I recently dove into the article “Perioperative Management for Complex Spine Fusion Surgery” by Carabini et al., featured in the February 2024 issue of Anesthesiology  and I have to say, it really grabbed my attention. Not only does it offer valuable insights into improving the management of acute postoperative pain, but it also drives home a crucial point. I strongly believe that the article could enhance its service to readers in the field of anesthesiology by giving more weight to the limited effectiveness and potential risks associated with gabapentinoids. Previous research, highlighted in a meta-analysis of 281 randomized controlled trials involving gabapentinoids versus placebo in patients undergoing surgery (including 6,549 patients undergoing orthopedic or spinal surgeries), found no clinically significant differences in pain intensity compared to placebo.  Therefore, it is essential to exercise caution when considering their use in complex spine surgery, given the lack of procedure-specific evidence supporting their effectiveness.

Before undergoing complex spine surgery, it is typical for many patients to receive a diagnosis of “radiculopathy.” Consequently, they are often prescribed gabapentinoids (in addition to opioids) both before and after surgery, despite the uncertain clinical benefits. While gabapentinoids are approved for conditions such as neuropathic pain and fibromyalgia, their off-label use, particularly for acute postoperative pain, has seen a notable increase over a 5-yr period, rising from 2 to 5%.  This upward trend is partly driven by the prescribing habits of anesthesiologists and other specialists. Drawing attention to the significant disparity between the purported effectiveness and the documented side effects of gabapentinoids, I firmly believe, would serve as a strong deterrent to their widespread usage.
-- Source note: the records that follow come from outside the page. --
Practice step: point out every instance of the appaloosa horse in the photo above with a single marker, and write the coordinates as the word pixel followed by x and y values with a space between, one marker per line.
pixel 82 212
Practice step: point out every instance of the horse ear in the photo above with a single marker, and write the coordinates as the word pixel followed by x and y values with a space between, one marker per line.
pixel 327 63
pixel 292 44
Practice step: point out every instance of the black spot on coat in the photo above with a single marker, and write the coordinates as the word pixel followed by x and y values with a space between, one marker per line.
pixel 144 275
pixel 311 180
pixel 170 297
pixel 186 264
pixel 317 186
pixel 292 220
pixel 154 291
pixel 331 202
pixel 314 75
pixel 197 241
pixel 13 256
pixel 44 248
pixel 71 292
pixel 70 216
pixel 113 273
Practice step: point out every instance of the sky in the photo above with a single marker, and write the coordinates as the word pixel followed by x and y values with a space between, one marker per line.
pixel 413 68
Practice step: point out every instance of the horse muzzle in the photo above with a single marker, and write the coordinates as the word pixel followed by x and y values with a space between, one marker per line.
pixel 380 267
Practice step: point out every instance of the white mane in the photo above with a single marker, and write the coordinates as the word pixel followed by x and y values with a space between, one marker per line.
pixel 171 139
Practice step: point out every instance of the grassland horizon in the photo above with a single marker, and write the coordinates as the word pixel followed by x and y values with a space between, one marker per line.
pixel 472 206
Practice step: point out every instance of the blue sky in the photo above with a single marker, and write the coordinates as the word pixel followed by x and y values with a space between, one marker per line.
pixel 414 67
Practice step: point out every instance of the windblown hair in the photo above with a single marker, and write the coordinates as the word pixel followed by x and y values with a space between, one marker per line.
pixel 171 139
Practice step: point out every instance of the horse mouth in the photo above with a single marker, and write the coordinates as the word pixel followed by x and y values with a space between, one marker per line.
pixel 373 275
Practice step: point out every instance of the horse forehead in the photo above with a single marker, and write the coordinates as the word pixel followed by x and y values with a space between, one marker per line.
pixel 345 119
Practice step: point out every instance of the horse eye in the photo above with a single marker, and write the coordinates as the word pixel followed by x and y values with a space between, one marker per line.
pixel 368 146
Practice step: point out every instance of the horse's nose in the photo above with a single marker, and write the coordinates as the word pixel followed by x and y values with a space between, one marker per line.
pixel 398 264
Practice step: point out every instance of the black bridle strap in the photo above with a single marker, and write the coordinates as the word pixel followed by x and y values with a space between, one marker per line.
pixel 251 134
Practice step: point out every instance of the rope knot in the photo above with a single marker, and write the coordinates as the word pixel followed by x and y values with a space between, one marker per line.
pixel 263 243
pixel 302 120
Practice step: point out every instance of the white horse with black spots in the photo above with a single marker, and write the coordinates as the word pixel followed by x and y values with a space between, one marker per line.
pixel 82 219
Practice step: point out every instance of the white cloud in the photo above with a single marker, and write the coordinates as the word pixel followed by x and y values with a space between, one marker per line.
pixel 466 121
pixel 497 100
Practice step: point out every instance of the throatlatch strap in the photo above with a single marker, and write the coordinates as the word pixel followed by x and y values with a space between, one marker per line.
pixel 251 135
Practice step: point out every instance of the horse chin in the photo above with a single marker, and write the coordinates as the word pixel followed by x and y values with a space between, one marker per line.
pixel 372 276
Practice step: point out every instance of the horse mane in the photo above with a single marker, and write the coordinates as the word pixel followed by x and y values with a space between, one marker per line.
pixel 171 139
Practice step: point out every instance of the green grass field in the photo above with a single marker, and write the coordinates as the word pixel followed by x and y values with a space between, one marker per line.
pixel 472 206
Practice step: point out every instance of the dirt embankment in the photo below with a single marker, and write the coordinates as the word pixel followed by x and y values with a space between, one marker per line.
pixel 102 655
Recent studies strongly advise against the routine use of gabapentinoids in multimodal pain management strategies for this specific type of surgery due to their associated risks, notably respiratory depression in older patients cognitive impairment including dementia and potential for misuse.  In contrast, simple perioperative interventions such as paracetamol, cyclo-oxygenase-2 specific inhibitors, or short-term non-steroidal anti-inflammatory drugs have demonstrated effectiveness in enhancing postoperative pain control. Immediate-release opioids are reserved solely for in-hospital rescue pain management. 
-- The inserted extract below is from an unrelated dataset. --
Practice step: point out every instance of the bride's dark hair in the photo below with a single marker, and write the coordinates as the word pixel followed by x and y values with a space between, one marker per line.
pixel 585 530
For certain patients—those battling chronic pain, substance abuse, or a history of multiple prior surgeries—adopting a personalized approach to pain management from the preoperative phase is crucial. This customized strategy enables collaborative goal setting for pain relief, exploration of nonpharmacologic therapies, and meticulous selection of the most appropriate medications to construct a comprehensive multimodal regimen. Our objective must be to facilitate optimal recovery and patient satisfaction while rigorously mitigating the risk of prolonged drug misuse.